O wiele donioślejszy jest kolejny z dzisiejszych werdyktów. Zapadł on w Sądzie Najwyższym i dotyczył ułaskawienia przez Andrzeja Dudę Mariusza Kamińskiego, który dzięki temu mógł zostać ministrem.

Chodziło o to, że Kamiński w marcu 2015 r. został wraz z Maciejem Wąsikiem skazany w I instancji na trzy lata więzienia za „przekroczenie uprawnień i nielegalne działania operacyjne CBA”. Po dwa i pół roku dostali dwaj inni byli szefowie CBA. Po odwołaniu się wszystkich skazanych, zanim sądy rozpatrzyły sprawę, w listopadzie 2015 r.
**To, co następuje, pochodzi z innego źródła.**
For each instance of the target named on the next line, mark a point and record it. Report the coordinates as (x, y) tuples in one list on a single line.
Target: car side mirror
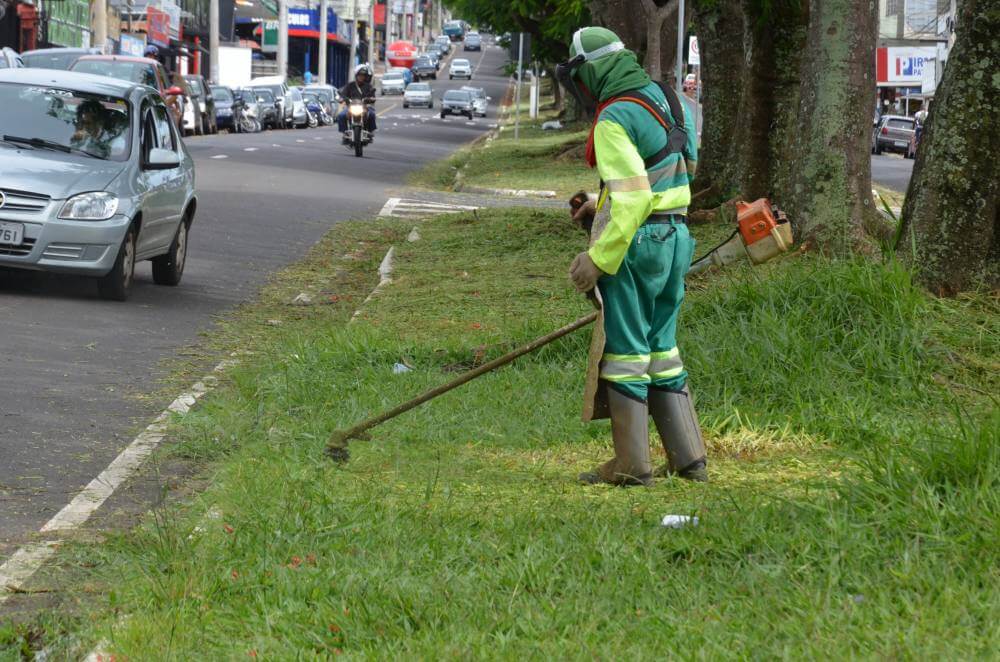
[(162, 159)]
Andrzej Duda ułaskawił ich, co spowodowało umorzenie postępowań sądowych.

– Postanowiłem uwolnić wymiar sprawiedliwości od sprawy Mariusza Kamińskiego, która zawsze byłaby postrzegana jako polityczna” – powiedział wówczas prezydent.
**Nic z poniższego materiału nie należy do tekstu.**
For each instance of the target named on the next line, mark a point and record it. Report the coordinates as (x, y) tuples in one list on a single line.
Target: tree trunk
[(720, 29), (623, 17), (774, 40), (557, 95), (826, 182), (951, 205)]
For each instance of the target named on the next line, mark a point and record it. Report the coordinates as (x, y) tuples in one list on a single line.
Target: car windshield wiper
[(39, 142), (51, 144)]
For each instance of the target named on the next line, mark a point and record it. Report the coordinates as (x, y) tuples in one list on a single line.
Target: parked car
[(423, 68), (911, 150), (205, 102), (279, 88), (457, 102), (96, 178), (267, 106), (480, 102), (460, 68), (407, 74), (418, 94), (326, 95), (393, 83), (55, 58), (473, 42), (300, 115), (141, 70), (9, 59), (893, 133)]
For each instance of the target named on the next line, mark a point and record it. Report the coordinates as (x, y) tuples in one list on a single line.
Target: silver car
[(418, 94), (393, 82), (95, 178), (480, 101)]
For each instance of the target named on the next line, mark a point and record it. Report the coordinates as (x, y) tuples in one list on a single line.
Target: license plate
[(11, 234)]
Tuż po ułaskawieniu Mariusz Kamiński został ministrem koordynatorem służb specjalnych, a Wąsik – jego zastępcą.

Sprawa ułaskawienia kogoś, kto nie został skazany prawomocnym wyrokiem toczyła się w różnych sądach, aż wreszcie trafiła do Sądu Najwyższego.

– Prawo łaski, jako uprawnienie prezydenta Polski, określone w konstytucji, może być realizowane wyłącznie wobec osób, które zostały skazane prawomocnym wyrokiem – oznajmił dziś w imieniu Sądu Najwyższego sędzia Jarosław Matras.

– Prawo łaski wydane przed prawomocnym wyrokiem nie wywołuje skutków prawnych – dodał Matras.

Skoro tak, to Kamiński i Wąsik nie mogą – z racji bycia skazanymi w I instancji – zajmować stanowisk, które zajmują. Zwłaszcza, że skazując Kamińskiego w 2015 roku Sąd Rejonowy uznał, że dzisiejszy minister-koordynator „zaplanował i zorganizował operację specjalną, choć nie było do tego podstaw prawnych i faktycznych”, a kierowane przez niego CBA podżegało do korupcji.

– Trzeba zwalczać korupcję, nie naruszając prawa samemu, a tak się stało tutaj, bo w tej sprawie naruszono prawo karne, ustawę o CBA i konstytucję” – tak uzasadniał wtedy wyrok sądu sędzia Wojciech Łączewski.

Komentarze

Redakcja nie zgadza się na żadne komentarze zawierające nienawistne treści. Jeśli zauważysz takie treści, powiadom nas o tym.
  1. Sądy są upolitycznione i koleżeńskie! Lekarze za błędy powinni być karani! Korzystam z usług lekarzy, ale się nimi brzydzę!
    „Małych karają, a wielkim się kłaniają! Ludzie w Polsce siedzą latami bez wyroku, skazywani są bezterminowo na psychiatryk! Polacy mają pecha do swoich wybrańców! Cały ten wymiar sprawiedliwości to mówiąc delikatnie bagno!
    Ku przestrodze!

Twój adres e-mail nie zostanie opublikowany. Wymagane pola są oznaczone *

Zobacz także

Przeciwko umorzeniu śledztwa w sprawie śmierci Jolanty Brzeskiej

Kilkaset osób demonstrowało 9 listopada w Warszawie pod Ministerstwem Sprawiedliwości w zw…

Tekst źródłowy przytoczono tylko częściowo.